Influence of clothing on adaptive thermal comfort: a study of the thermal comfort of office workers in hot humid conditions in Enugu, Nigeria
Efeoma, Meshack Oghenekaro
The aim of this thesis is to investigate to what extent regulated office clothing affects the perception and adaptation of office workers to the thermal conditions surrounding their work environments, focusing on the city of Enugu in South Eastern Nigeria which has hot humid climatic conditions. Clothing, regarded as a second skin, allows us to adapt or adjust to the thermal conditions in our immediate surrounding environment. It also affects our perception of the thermal environment. In some offices however employees are expected to wear regulated clothing or uniforms, during the working day; for various corporate identity reasons. Field studies were undertaken in office spaces in Enugu involving the behavioural and environmental analysis of thermal comfort conditions in six typical case study office spaces, at the Federal Radio Corporation of Nigeria (FRCN) and Federal Road Safety Corps (FRSC). The thesis adopted a mixed‐mode methodological process; combining a quantitative and qualitative approach to data collection and analysis.
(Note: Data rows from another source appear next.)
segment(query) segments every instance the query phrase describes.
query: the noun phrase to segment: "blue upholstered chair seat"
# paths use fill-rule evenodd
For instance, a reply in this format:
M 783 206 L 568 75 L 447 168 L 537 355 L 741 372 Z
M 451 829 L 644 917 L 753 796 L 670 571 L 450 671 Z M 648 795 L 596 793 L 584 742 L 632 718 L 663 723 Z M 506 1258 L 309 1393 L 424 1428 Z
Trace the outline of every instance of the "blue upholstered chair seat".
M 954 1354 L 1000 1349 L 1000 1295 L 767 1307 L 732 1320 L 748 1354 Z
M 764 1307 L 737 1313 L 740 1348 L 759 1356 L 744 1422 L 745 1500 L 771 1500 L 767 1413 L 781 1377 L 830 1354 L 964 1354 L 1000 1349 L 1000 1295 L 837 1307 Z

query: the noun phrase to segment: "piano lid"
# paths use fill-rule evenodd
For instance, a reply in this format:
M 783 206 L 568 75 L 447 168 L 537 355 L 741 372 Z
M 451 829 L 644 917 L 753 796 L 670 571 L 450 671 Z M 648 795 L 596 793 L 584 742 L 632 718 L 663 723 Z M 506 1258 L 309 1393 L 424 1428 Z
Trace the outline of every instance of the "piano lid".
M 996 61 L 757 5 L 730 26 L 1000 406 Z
The field research analysis found that all office spaces analysed were in compliance with the adaptive thermal comfort component of the ASHRAE Standard 55‐2013. The results however did not comply with the adaptive thermal comfort of CEN/EN 15251‐2007. The thermal sensation component of the results suggests a neutral temperature of 28.80C, with 80% thermal satisfaction, in a comfort range of between 25.40C and 32.20C. The thermal comfort vote indicates that approximately 85% of office workers with flexible clothing policy were comfortable at that comfort range, whilst only 55% of workers who had to adhere to a strict uniform policy voted that they were comfortable. The key research findings were: Firstly, the field observations and semi-structured interviews undertaken indicated that the strict uniform policy of FRSC office workers contributed substantially to the limited adaptation of staff to their workspace thermal conditions. Also, of all the thermal variables recorded during the field survey, clothing insulation had the strongest correlations to the thermal sensation of participants in the survey compared to indoor operative temperature, outdoor air temperature, relative humidity or metabolic rate. Furthermore, it is possible for workers in naturally ventilated office buildings in the hot humid climate zone of Enugu to achieve thermal comfort in higher temperature conditions through clothing adaptation.